Der TAGESSPIEGEL aus Berlin schreibt in einer ersten Einschätzung:

"Alles riskiert - und alles gewonnen. Der in diesem Ausmaß absolut einmalige Wahlsieg der Union ist ein persönlicher Triumph von Ole von Beust. (...) Thomas Mirow, dem Frontmann der SPD, gelang es nicht, Beust auf das Feld der Sachdiskussion zu locken, wo er vielleicht noch hätte punkten können".

Die FRANKFURTER ALLGEMEINE fasst zusammen:

"Während Beust seine Popularität in das beste Ergebnis ummünzte, das die Union je in Hamburg erreichen konnte, blieb die SPD mit dem schlechtesten Ergebnis in der Nachkriegsgeschichte der Hansestadt auf der Strecke. (...) Aus sozialdemokratischer Sicht ist das kein gutes Omen für das Wahljahr 2004", meint die FAZ.

Die STUTTGARTER ZEITUNG stimmt ein in den Abgesang auf die Sozialdemokratie:

"Der Müntefering-Effekt, von dem die Sozialdemokraten zu profitieren hofften, scheint denn doch nicht von jener durchschlagenden Wirkung zu sein, die sie sich selbst eingeredet haben. (...) Der künftige Parteichef Franz Müntefering wird es nach diesem Debakel noch schwerer haben, die SPD auf Kanzlerkurs zu halten."

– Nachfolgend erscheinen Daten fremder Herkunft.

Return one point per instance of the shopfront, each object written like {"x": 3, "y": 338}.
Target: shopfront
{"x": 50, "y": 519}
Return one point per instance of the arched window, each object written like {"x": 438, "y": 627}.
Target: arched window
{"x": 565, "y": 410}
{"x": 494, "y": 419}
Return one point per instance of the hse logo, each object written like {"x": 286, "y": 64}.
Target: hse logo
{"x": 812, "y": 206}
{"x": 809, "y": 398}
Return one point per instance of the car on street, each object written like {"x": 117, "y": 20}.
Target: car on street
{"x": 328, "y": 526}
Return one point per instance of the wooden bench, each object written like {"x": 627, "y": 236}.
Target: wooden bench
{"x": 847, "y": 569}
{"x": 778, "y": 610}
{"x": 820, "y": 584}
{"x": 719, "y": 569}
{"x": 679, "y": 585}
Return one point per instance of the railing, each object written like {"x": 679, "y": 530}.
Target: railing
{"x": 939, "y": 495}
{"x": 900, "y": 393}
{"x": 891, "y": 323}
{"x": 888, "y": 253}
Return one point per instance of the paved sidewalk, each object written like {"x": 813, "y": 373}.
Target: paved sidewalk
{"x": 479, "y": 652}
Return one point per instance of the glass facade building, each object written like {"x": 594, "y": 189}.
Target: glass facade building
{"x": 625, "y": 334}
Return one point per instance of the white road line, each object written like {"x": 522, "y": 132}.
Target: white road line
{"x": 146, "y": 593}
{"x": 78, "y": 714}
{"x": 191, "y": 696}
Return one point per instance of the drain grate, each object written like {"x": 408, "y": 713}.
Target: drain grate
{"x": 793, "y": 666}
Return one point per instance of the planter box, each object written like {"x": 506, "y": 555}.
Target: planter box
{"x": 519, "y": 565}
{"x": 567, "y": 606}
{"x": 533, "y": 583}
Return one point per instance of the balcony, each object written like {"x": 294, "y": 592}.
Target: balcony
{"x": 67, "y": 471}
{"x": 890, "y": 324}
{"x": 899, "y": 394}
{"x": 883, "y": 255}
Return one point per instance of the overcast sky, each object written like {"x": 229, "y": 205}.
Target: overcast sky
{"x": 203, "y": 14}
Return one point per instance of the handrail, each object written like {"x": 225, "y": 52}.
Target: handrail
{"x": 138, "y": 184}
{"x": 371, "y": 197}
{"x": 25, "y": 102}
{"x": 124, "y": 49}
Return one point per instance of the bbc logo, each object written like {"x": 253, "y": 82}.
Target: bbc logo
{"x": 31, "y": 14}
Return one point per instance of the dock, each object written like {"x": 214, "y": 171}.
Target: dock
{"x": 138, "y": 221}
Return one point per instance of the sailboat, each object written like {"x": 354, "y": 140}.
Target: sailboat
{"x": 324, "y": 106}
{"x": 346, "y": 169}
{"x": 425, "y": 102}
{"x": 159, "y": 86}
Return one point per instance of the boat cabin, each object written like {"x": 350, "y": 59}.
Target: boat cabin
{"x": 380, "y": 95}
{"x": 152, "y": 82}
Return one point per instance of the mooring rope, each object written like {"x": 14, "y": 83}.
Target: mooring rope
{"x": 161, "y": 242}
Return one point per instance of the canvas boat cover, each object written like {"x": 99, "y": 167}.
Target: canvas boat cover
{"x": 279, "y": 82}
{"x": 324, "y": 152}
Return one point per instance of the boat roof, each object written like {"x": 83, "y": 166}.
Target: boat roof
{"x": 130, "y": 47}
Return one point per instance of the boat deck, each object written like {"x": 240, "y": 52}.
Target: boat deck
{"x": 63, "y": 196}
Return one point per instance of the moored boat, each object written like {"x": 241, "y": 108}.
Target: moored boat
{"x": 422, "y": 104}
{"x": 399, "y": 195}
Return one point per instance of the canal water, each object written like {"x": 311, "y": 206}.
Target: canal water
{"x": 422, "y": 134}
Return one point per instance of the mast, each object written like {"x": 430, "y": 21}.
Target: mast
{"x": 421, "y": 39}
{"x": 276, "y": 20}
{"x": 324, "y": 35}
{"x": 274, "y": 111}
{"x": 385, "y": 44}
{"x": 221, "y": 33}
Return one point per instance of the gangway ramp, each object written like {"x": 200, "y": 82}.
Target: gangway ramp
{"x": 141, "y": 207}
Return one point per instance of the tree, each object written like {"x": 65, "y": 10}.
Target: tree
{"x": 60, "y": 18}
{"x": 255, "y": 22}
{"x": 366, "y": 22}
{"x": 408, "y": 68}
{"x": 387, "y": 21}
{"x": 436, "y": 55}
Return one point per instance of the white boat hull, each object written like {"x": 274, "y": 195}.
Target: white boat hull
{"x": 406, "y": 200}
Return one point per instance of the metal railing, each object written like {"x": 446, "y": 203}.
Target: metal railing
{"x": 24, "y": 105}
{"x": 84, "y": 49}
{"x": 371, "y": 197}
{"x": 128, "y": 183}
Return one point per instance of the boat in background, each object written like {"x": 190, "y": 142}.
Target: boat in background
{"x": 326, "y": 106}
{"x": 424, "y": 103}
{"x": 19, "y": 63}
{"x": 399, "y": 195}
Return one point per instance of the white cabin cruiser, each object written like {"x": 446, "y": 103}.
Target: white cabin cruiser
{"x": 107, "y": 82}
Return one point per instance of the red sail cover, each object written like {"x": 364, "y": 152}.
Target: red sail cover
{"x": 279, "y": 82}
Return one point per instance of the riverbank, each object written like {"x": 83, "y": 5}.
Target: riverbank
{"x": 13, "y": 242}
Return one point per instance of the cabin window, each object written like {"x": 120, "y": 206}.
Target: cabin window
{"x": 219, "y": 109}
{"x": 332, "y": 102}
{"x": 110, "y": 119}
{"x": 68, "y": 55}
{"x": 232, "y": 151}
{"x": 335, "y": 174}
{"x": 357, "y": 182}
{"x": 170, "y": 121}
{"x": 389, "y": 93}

Ganz anders der KÖLNER STADT-ANZEIGER, der noch keine Vorentscheidung erkennen will:

"In Hamburg hat die CDU noch nicht die Bundestagswahl gewonnen. Erst wenn die Union darlegt, für welche Reformforderungen sie wirklich steht, wird sich zeigen, ob die Wähler ihr folgen. Die Bürger entscheiden schnell. Ihre traditionellen Bindungen lassen nach. Heute stürzt eine Partei ab, morgen schießt sie nach oben. Keine kann sich ihrer Erfolge sicher sein."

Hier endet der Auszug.